Dev's pride about this country and gratitude for existence in this segment of the world is a more complicated matter for me to discern. American children of immigrants are in many ways equally foreign entities for immigrants. But we also likely have a very distinct set of relationship with this segment of American population. Being an immigrant father of two children born in this country, there is almost a reflex trepidation for matters that may adversely affect this group. But very little understanding of their internal lives. And many questions. When Dev bloviates about "amazing lives," I dearly hope that it is what he feels in quietude. Not a learned response to justifying his existence at this place.
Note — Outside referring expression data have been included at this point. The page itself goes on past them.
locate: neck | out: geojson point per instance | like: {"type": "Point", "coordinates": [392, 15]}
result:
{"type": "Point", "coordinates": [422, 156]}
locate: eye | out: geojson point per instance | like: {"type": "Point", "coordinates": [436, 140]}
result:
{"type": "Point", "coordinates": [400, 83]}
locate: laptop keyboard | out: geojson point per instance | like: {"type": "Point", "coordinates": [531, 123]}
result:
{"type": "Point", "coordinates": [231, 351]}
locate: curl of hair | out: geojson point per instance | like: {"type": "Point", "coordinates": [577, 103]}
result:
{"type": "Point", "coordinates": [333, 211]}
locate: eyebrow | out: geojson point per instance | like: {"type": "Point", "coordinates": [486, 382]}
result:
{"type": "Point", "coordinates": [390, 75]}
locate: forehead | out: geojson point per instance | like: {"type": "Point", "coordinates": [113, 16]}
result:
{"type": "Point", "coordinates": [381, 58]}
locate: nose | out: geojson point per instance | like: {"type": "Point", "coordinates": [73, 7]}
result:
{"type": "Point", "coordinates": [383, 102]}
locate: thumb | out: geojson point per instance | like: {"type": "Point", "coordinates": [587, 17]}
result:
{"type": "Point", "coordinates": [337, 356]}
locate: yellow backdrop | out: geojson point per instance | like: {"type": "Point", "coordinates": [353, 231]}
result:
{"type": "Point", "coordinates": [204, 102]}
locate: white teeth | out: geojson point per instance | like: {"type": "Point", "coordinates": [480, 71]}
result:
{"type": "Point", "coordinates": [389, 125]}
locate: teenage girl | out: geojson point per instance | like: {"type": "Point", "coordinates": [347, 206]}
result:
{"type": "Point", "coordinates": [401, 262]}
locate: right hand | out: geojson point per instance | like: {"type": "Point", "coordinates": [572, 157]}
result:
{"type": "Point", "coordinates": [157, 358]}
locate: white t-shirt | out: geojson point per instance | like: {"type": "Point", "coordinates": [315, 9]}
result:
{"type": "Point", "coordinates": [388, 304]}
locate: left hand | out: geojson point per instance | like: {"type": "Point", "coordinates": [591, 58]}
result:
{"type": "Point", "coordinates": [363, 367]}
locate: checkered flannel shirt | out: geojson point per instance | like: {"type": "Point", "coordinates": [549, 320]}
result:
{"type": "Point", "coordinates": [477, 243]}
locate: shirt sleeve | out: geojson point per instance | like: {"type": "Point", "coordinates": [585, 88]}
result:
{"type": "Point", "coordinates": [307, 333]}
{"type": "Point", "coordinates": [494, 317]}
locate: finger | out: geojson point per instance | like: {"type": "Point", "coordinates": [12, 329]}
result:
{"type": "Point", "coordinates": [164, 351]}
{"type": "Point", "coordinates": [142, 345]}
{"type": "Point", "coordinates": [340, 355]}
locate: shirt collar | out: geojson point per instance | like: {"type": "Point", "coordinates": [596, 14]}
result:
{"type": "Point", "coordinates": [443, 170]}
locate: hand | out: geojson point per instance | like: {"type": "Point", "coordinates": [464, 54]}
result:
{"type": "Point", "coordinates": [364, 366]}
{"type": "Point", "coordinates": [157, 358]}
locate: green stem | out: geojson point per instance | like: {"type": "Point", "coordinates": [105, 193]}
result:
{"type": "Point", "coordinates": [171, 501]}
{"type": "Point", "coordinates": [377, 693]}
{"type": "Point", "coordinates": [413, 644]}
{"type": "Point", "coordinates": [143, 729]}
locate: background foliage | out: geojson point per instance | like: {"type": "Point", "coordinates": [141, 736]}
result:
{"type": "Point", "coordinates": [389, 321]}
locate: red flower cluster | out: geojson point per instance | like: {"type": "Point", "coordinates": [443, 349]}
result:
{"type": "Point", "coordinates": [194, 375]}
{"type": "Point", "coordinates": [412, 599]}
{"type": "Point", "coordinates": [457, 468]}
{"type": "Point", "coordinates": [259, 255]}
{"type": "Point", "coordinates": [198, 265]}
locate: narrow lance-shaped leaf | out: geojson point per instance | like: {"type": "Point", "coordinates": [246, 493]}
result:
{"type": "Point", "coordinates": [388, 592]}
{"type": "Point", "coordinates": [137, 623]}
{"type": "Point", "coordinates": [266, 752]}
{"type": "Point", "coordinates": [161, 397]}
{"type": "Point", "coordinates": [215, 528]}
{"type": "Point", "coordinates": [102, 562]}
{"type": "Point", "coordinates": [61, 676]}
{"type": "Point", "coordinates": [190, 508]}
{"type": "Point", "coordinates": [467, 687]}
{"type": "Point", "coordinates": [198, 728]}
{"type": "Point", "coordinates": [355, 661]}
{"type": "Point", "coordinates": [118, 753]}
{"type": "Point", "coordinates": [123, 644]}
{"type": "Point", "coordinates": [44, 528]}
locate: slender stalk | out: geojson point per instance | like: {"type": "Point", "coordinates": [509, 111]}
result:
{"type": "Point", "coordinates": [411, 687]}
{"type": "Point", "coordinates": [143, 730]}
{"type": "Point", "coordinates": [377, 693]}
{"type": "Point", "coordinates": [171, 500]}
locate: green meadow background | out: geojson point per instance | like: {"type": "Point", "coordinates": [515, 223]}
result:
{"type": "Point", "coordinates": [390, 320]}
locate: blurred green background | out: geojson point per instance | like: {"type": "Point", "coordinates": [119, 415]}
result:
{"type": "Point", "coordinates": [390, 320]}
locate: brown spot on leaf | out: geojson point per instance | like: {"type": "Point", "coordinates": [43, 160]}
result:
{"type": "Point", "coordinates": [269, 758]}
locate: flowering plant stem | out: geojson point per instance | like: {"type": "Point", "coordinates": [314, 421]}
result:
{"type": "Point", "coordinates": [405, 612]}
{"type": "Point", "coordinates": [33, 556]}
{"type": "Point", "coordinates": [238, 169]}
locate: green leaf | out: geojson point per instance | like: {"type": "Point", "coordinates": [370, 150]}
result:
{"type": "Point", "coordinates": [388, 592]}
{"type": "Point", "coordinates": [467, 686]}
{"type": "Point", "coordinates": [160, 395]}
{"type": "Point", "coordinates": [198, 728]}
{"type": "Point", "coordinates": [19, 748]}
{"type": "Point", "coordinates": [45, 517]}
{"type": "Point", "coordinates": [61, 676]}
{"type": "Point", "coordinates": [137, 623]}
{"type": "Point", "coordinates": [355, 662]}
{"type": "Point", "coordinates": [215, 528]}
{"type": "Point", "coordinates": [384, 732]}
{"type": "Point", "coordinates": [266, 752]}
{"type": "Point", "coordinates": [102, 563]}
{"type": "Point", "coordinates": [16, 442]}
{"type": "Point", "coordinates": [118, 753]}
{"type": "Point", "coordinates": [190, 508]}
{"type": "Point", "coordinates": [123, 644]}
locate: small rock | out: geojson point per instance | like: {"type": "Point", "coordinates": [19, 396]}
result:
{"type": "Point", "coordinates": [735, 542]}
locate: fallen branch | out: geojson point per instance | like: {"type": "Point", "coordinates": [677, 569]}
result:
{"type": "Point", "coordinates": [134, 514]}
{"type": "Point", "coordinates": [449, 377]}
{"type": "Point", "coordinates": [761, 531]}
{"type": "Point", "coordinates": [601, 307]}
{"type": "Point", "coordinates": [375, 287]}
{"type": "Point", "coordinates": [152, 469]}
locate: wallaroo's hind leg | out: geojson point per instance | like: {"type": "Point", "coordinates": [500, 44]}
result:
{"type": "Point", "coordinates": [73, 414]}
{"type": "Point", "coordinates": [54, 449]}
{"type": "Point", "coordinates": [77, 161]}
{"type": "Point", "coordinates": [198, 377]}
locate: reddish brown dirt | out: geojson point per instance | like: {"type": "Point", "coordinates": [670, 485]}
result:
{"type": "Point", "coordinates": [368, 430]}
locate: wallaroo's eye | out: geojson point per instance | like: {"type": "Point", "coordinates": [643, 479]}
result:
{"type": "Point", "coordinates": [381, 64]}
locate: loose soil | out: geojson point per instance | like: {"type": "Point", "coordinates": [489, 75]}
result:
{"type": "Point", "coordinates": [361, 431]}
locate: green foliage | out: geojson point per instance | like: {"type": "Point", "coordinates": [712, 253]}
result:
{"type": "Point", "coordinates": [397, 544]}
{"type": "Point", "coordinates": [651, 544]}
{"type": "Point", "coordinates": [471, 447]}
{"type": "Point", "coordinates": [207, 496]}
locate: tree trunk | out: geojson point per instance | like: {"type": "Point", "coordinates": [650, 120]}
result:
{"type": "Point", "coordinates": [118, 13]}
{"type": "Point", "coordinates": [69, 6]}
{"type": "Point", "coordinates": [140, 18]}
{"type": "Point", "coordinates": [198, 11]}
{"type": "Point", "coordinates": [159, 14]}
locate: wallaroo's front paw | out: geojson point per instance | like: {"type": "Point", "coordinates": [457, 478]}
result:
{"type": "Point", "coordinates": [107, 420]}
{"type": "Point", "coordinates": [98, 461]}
While as an immigrant I do not have much qualms in identifying myself as foreign, and no real issue with others treating me as a foreign individual, as long as it is not borne of malice, I see no moral justification for any form of identification as a foreign entity for children born in this country, whatever the circumstances. Gratitude should not be a contingency for their citizenship. One's relationship to their nation of birth, I suspect, is not neat, rather complicated. And one should be entitled to a full assortment of emotions. Gratitude is the best among those, and if indeed that is what Dev feels, this immigrant father of two America born children is truly hopeful!